Additionally, a similar scheme that won plaudits for Bud in Atlanta was being ridiculed in Milwaukee. Jason Kidd dialed his aggressiveness up to 11, often to the detriment of his player’s performance. Milwaukee allowed threes at an alarming rate (last year being the lone exception), coupled with giving up points aplenty in the sweet spot beneath the rim. Seeing that gruesome combination triggers the same reaction for fans as hearing Shabazz Muhammad’s surprisingly even-keeled voice: disbelief. Milwaukee’s defense needs to shape up considerably to reach its potential.
What are the goals for this team?
The Bucks have talked about crossing the 50-win threshold for years now, each time coming up short. In the last 30 years, they have hit that magical mark just one time, the Ray Allen-Glenn Robinson-Sam Cassell team of 2001. That win mark should be in play, but the more important mark of success may come from finally shedding the first round playoff monkey on their back. They’ve only gotten to the second round once since the 1988-89 season. Stomping on that pesky curse Mario atop Bowser style could give the franchise a much-needed galvanizing effect, akin to Toronto’s breakthrough a few years ago.
Results certainly matter, but Milwaukee should be just as concerned with the process of achieving said results this season. Feeling out what sort of benefits Mike Budenholzer brings to the roster, as well as how he plans to maximize the talent the Bucks have going forward should be integral to this season’s goals. The Bucks have a big offseason coming with Middleton (who is assuredly opting out of his player option), Bledsoe and Brogdon up for contracts next summer. Milwaukee will have important decisions to make about who should surround Giannis in the coming years to compete for championships. This year will go a long way towards making those choices.

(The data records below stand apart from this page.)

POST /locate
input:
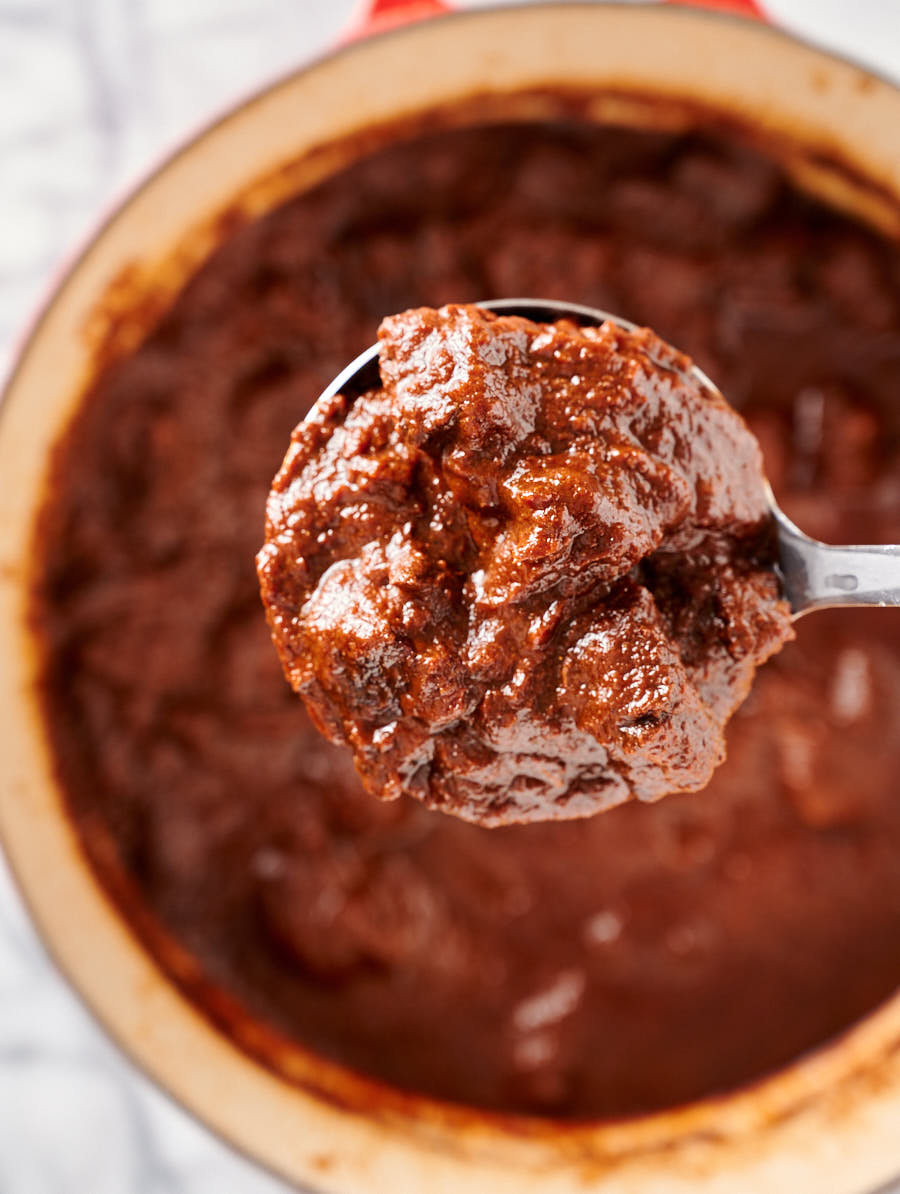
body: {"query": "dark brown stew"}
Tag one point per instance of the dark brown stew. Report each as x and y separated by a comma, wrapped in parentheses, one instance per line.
(630, 961)
(529, 577)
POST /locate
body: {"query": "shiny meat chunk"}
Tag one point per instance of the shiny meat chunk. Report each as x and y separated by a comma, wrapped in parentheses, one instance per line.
(528, 578)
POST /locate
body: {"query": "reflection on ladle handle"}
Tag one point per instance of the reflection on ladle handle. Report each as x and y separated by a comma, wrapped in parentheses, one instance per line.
(818, 576)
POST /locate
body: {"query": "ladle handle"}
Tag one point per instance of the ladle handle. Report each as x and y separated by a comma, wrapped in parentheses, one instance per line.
(818, 576)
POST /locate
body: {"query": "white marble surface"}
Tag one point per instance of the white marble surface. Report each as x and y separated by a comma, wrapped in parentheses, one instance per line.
(90, 92)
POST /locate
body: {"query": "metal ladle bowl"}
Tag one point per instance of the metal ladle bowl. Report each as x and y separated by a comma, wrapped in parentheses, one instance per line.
(813, 574)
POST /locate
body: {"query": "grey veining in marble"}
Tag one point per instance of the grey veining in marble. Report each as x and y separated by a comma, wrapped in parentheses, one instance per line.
(91, 92)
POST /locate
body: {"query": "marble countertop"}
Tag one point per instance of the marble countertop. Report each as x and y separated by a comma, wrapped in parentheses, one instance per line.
(91, 92)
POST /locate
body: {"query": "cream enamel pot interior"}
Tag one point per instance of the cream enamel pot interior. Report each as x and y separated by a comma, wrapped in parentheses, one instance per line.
(831, 1122)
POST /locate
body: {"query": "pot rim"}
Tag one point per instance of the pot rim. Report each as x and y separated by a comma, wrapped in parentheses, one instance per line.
(55, 297)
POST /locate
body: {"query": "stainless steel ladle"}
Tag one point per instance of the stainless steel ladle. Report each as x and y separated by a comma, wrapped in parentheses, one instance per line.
(813, 574)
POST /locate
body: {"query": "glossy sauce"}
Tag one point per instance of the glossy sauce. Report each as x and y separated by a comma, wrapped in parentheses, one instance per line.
(630, 961)
(528, 578)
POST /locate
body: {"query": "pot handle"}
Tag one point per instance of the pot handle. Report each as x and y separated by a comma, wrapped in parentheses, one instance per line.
(375, 16)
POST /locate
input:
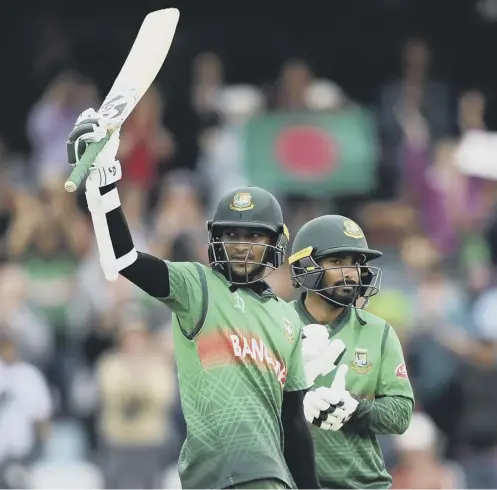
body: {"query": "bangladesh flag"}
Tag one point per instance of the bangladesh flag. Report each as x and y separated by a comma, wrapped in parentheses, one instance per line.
(312, 154)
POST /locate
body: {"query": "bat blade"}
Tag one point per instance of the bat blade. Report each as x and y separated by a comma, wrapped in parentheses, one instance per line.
(138, 72)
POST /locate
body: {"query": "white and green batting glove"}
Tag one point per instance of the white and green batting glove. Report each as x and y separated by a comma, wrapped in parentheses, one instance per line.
(330, 408)
(321, 355)
(89, 128)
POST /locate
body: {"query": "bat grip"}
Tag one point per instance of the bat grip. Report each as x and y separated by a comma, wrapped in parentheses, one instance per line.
(82, 169)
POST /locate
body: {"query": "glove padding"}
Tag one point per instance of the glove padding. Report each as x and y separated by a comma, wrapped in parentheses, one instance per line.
(90, 128)
(321, 355)
(330, 408)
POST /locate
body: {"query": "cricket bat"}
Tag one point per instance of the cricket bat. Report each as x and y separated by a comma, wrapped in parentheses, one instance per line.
(142, 65)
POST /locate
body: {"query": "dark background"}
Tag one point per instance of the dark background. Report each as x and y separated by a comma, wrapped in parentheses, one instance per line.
(356, 43)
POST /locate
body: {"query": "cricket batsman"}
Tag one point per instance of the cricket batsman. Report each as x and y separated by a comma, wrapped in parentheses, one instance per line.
(238, 347)
(369, 393)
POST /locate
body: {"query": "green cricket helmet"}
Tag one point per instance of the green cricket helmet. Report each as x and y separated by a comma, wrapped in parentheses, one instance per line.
(252, 208)
(330, 236)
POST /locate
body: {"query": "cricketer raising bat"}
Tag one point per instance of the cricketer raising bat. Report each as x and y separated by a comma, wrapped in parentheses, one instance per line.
(144, 61)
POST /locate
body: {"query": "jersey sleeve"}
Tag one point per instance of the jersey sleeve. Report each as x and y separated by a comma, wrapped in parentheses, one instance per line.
(187, 294)
(393, 379)
(295, 380)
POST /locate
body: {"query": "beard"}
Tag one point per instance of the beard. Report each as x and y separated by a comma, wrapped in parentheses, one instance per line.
(245, 273)
(343, 294)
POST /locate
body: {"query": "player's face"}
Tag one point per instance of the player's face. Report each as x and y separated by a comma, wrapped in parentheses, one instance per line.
(247, 247)
(343, 274)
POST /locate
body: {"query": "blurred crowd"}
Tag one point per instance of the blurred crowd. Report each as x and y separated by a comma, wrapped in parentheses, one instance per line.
(94, 359)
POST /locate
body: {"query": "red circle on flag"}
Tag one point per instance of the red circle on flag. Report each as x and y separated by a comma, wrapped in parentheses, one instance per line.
(306, 150)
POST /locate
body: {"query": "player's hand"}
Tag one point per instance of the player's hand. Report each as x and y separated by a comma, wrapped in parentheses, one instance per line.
(330, 408)
(321, 355)
(89, 128)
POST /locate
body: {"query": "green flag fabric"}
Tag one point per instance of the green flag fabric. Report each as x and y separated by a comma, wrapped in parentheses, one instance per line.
(312, 154)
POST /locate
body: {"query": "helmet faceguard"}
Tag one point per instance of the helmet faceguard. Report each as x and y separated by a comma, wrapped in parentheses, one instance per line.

Can Giannis win an MVP Award?
Giannis is currently ranked third in the NBA MVP odds, behind LeBron James and Anthony Davis, per Bovada. Last season, Giannis finished sixth in MVP voting behind Russell Westbrook, trailing by just one vote. Yet few players on the list of presumed candidates, outside of perhaps Davis, seem capable of taking yet another mammoth leap forward. Giannis’ numbers continue to tick upward at an absurd rate of improvement, a trend that could continue within the friendly confines of Bud’s space-happy offense.
The real question will be whether Milwaukee can pull out the requisite wins to bump up Giannis’ potential. It’s nigh impossible to win the award without 50+ wins, but a weakened Eastern Conference means Giannis has the possibility of banking that amount. That total seems a tad far-fetched for Lebron’s Lakers given the competition in the West. I doubt James Harden or Russell Westbrook get it again after finally having their moments to shine, and Anthony Davis is always an injury risk. Perhaps Joel Embiid could enter the fray if he stays healthy all year and Philly continues their ascendancy, but I’m dubious the Sixers will let him ever play enough games to be a true contender.
The narrative seems primed for Giannis to finally reach the upper echelon of the MVP discussion, and if Budenholzer manages his minutes better than Kidd’s taxing tactics, Milwaukee could squeeze more games out of him than when he was hampered by a knee problem last year. Overall, the third-best odds seems about right. If the wins start stacking up for Giannis though, well, we know people like a fresh face when it comes to the MVP award.